A call from President Donald Trump for members to back the agreement might also help put some in the “yes” column. “Republicans and Democrats must support our troops and support this Bill!” Trump tweeted Wednesday afternoon.

Revolt possible

More mainstream members of the conference are unlikely to participate in any attempt to directly question Ryan’s leadership. But the Freedom Caucus seems to be hovering around a possible revolt.

“It’s hard to say,” Texas Rep. Louie Gohmert said when asked if there would be repercussions for leadership.

“Remains to be seen; I guess it probably depends on how many Republicans vote for it and how much support there is for it,” Pennsylvania Rep.
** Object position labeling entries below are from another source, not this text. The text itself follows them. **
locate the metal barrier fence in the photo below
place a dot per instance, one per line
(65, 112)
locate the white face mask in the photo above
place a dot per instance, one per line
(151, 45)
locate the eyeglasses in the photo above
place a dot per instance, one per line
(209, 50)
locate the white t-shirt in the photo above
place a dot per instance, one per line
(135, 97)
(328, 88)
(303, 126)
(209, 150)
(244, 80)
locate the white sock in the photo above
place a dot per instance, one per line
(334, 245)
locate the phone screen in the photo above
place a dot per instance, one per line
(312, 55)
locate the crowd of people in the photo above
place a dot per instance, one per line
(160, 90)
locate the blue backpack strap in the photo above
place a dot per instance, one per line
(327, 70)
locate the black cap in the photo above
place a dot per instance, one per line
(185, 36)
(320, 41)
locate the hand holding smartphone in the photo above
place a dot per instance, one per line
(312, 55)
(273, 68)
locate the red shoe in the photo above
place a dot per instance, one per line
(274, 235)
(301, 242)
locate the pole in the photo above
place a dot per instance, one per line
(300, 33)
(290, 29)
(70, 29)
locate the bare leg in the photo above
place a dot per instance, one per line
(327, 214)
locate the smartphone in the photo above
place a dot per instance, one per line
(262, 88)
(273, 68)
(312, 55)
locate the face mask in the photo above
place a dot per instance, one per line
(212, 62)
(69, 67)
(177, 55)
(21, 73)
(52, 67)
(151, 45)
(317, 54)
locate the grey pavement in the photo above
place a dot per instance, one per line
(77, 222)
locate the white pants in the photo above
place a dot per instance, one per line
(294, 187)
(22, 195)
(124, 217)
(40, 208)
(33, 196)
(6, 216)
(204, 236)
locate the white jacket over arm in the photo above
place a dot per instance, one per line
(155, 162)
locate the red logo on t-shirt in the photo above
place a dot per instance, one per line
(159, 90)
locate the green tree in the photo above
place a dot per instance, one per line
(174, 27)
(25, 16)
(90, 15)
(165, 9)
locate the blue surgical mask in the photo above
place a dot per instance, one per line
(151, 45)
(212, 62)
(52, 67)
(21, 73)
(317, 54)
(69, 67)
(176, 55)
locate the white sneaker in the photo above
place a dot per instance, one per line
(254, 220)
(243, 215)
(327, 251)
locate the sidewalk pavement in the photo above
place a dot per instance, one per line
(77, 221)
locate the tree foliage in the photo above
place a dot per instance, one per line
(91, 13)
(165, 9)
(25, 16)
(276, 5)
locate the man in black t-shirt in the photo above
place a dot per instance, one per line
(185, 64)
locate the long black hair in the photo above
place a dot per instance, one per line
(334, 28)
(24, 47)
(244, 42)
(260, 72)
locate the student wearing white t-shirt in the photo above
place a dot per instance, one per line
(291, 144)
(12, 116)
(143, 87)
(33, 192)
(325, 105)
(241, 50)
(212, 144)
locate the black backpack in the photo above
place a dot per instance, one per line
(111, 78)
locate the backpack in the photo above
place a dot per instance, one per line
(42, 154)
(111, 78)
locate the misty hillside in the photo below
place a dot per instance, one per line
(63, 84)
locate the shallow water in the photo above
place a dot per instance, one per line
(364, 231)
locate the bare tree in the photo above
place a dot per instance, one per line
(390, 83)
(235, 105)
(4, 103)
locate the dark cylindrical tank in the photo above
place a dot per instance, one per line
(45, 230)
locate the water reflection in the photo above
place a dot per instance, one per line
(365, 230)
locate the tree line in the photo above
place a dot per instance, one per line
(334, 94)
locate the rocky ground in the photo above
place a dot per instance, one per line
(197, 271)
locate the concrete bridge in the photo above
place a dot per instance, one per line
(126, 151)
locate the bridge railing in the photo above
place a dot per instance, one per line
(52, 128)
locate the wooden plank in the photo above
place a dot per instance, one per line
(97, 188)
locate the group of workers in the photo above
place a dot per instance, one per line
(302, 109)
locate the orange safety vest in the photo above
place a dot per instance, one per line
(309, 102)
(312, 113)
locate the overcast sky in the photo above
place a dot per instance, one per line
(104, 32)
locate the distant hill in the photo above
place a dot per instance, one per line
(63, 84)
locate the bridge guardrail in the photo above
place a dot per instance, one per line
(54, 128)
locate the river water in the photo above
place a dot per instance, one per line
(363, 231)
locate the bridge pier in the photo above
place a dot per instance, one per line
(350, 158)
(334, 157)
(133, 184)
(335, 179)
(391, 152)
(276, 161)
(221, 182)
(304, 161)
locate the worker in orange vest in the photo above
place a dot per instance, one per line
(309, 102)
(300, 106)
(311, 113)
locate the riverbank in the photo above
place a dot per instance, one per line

Scott Perry said. If leaders get a majority of the majority, he said any attack against them would be “a tough case to make.”
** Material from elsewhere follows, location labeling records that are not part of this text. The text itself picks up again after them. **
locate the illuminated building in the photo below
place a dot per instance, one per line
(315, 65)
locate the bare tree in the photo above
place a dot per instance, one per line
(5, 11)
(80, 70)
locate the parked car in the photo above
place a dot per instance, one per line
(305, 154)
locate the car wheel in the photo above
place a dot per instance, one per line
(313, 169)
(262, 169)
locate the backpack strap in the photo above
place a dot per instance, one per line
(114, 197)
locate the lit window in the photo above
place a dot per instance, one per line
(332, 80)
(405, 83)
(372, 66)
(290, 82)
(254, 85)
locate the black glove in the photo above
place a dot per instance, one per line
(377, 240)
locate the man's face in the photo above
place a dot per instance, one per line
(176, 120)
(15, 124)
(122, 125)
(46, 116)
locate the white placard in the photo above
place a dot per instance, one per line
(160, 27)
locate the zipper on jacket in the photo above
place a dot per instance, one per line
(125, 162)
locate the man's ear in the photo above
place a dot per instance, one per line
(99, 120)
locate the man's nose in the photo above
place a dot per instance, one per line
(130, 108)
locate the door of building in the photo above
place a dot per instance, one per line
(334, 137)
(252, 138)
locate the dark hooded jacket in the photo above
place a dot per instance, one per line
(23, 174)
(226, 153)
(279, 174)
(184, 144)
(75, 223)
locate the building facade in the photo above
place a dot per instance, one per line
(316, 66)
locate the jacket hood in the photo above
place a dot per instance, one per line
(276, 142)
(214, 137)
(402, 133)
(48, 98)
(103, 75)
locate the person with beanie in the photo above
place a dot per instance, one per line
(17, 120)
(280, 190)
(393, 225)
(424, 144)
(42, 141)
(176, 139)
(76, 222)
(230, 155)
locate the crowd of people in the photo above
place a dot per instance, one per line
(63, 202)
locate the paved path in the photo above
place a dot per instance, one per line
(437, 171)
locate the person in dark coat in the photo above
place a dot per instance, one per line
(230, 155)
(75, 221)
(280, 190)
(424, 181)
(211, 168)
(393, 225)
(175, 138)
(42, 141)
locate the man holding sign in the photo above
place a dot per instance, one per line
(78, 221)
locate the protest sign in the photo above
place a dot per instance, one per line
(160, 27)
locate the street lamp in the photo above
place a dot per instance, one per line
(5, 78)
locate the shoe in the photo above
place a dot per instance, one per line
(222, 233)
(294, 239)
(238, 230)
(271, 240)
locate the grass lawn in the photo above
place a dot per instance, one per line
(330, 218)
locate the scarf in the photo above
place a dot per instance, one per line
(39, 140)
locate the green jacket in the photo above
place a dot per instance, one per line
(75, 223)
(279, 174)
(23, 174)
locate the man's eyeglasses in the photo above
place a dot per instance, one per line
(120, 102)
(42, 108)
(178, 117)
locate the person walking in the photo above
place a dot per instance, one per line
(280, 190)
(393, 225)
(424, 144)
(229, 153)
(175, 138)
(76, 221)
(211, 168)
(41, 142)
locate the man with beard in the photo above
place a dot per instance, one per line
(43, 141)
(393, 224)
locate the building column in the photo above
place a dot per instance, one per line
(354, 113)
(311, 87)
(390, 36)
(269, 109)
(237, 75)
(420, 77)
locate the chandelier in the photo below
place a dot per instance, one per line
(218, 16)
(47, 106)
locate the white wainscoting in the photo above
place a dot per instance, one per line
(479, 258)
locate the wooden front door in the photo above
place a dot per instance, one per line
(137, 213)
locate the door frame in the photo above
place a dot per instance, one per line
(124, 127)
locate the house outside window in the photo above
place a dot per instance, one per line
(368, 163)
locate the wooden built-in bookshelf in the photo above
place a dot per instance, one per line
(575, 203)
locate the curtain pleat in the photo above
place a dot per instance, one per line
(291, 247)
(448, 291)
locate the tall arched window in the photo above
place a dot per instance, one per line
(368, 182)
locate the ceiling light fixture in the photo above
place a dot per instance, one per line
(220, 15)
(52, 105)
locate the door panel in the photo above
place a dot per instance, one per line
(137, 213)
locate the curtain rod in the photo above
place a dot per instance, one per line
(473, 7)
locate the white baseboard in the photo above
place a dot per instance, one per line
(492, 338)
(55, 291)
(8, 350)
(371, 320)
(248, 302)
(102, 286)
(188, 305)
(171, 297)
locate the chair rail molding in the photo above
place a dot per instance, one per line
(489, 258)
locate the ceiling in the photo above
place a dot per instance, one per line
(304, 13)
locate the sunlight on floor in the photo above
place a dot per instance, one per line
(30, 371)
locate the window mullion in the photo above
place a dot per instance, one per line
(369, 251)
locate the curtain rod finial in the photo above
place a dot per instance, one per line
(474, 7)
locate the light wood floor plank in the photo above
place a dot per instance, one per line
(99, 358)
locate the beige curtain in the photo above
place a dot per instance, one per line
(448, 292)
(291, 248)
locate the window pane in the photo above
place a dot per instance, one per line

Most House Republicans predicted the bill would have support from more than half of their 238-member conference.

Exactly what action the Freedom Caucus would take, if any, remains to be seen, but in 2015, when it wanted to put Boehner on notice that it wanted him gone, caucus founding member Mark Meadows, now the group’s chairman, filed a motion to vacate the chair, a move challenging the speaker’s position.
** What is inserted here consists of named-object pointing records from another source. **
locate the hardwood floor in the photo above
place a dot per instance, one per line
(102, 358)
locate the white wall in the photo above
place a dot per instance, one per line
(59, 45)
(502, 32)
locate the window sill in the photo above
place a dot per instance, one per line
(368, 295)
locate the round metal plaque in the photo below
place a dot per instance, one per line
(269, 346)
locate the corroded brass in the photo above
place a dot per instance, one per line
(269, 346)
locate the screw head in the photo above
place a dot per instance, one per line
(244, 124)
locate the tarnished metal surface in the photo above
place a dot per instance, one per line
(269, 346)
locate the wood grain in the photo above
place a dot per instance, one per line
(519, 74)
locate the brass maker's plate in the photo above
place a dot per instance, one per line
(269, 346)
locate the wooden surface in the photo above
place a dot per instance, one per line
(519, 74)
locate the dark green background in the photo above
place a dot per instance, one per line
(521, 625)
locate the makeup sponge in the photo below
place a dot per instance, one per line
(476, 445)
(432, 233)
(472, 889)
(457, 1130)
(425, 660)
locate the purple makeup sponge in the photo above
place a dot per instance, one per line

The Freedom Caucus never called for a vote on the motion — it could have used a privileged resolution to force one — but the mere threat of it lingered heavy on the conference, and Boehner ultimately resigned. While a vote to remove him would have assuredly failed, Boehner was concerned about the impact it would have on the institution.

On his way out, Boehner negotiated a massive budget deal to raise sequestration spending caps and suspend the debt ceiling, the same parameters Ryan agreed to in the deal announced Wednesday.

“This is worse than what Boehner did,” Freedom Caucus member Justin Amash of Michigan said. “Boehner’s deal was $80 billion. This is $300 billion.”

Labrador, although seeing immigration as a tipping point, said there was “a lot of disappointment” over the spending deal but he doesn’t believe there would be backlash against Ryan for it.

“We’re often disappointed,” he said.

Amash disagreed on the prospect of backlash, saying, “I think there should be.”

Told it appeared the two had a difference of agreement, Labrador said, “Maybe there’s just a difference of diplomacy.”

Notably, Labrador and Amash were on their way to the Tortilla Coast restaurant, where they met up with Jordan and perhaps a few other Freedom Caucus members. They said it was an informal lunch, and not a caucus meeting, but the group has a history of plotting bold moves — like the 2013 government shutdown over the health care law — at the Tex-Mex eatery a block away from the Capitol complex.